Room: Exhibit Hall | Forum 5
Purpose: To use quantitative (contouring variability) and qualitative (image quality) means to evaluate the clinical utility of a novel iterative cone-beam CT (CBCT) reconstruction for imaging of prostate cancer patients.
Methods: Nine prostate cancer patients were selected for this study. For each patient, iterative CBCT(iterative-CBCT) was compared to conventional CBCT(FDK-CBCT) using contouring and image quality analysis. For prostate contouring analysis, 4-5 experts contoured the prostate, seminal vesicles, bladder, and rectum on both image sets. Consensus contours were generated in CERR using the STAPLE method for use as reference standard. The following metrics were used to compare observer contours to consensus: Dice coefficient, Hausdorff distance, and Mean Contour Distance. The iterative-CBCT data was compared to FDK-CBCT data using t-test(p<0.05 significant).For image quality analysis, 8 observers graded image sets on a scale ranging from: 1(indicating iterative-CBCT image quality is far superior to FDK-CBCT) to 5(indicating iterative-CBCT is far inferior to FDK-CBCT).
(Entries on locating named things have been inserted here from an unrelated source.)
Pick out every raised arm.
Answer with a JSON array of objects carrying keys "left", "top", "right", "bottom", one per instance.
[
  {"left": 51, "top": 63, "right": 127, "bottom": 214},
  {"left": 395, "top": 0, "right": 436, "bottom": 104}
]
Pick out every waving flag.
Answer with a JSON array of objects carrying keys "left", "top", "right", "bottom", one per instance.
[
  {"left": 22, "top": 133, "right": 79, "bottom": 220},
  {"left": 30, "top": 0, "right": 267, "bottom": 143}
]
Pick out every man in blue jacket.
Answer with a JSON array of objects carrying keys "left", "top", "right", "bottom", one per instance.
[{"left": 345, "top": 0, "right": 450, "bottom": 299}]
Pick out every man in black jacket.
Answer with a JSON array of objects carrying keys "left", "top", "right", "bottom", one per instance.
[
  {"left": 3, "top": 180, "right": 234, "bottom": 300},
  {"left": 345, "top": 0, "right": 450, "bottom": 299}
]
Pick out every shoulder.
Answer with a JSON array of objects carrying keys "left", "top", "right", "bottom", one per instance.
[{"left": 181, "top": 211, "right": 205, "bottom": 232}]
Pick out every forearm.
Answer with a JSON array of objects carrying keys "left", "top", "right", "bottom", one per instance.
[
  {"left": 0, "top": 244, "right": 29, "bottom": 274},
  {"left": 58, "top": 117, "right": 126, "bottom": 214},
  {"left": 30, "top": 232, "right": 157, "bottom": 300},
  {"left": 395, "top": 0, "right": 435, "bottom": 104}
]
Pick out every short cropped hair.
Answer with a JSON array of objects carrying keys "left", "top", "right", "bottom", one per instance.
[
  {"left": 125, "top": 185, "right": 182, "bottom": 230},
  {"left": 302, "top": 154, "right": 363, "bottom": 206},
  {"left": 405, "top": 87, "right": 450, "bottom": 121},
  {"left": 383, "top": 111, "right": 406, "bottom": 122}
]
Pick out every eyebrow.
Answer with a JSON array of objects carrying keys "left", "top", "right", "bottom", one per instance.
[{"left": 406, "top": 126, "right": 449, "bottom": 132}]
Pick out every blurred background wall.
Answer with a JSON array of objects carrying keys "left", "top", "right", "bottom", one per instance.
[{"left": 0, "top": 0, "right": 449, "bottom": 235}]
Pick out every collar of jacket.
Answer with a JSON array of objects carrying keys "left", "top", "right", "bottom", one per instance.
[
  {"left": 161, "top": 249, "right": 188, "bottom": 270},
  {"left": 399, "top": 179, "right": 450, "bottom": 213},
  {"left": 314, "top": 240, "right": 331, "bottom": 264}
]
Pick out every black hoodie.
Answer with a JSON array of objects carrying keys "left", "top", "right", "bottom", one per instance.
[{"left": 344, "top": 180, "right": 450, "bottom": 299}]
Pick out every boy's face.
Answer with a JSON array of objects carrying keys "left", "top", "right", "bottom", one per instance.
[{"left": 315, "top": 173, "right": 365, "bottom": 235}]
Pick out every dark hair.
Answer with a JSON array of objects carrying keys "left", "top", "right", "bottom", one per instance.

Results: Contours on iterative-CBCT image displayed 4.4% improvement in Dice coefficient (p=0.04) for prostate contour. Improvement in Mean Contour Distance was notable for the following: 1.3 mm average improvement in superior contour region (prostate-bladder interface), and 0.5 mm average improvement in posterior contour region (prostate-rectum interface). We also note a trend towards improvement of 1.5 mm in Hausdorff distance (p=0.17).No statistically significant differences were found for seminal vesicles, bladder,or rectum contours. For prostate images, observers noted improved image quality for 53/72(73.6%) image evaluations and far superior image quality for 13/72(16.7%) image evaluations.
Conclusion: Observers noted a marked improvement in image uniformity, noise level, and overall image quality for CBCT images generated using a novel iterative reconstruction algorithm. In addition, expert observers displayed improvement in the ability to consistently delineate the prostate. Thus, the novel iterative reconstruction algorithm analyzed in this study is capable of improving target visualization for prostate cancer RT.
Funding Support, Disclosures, and Conflict of Interest: This work was supported in part by a grant from Varian Medical Systems, Palo Alto, CA.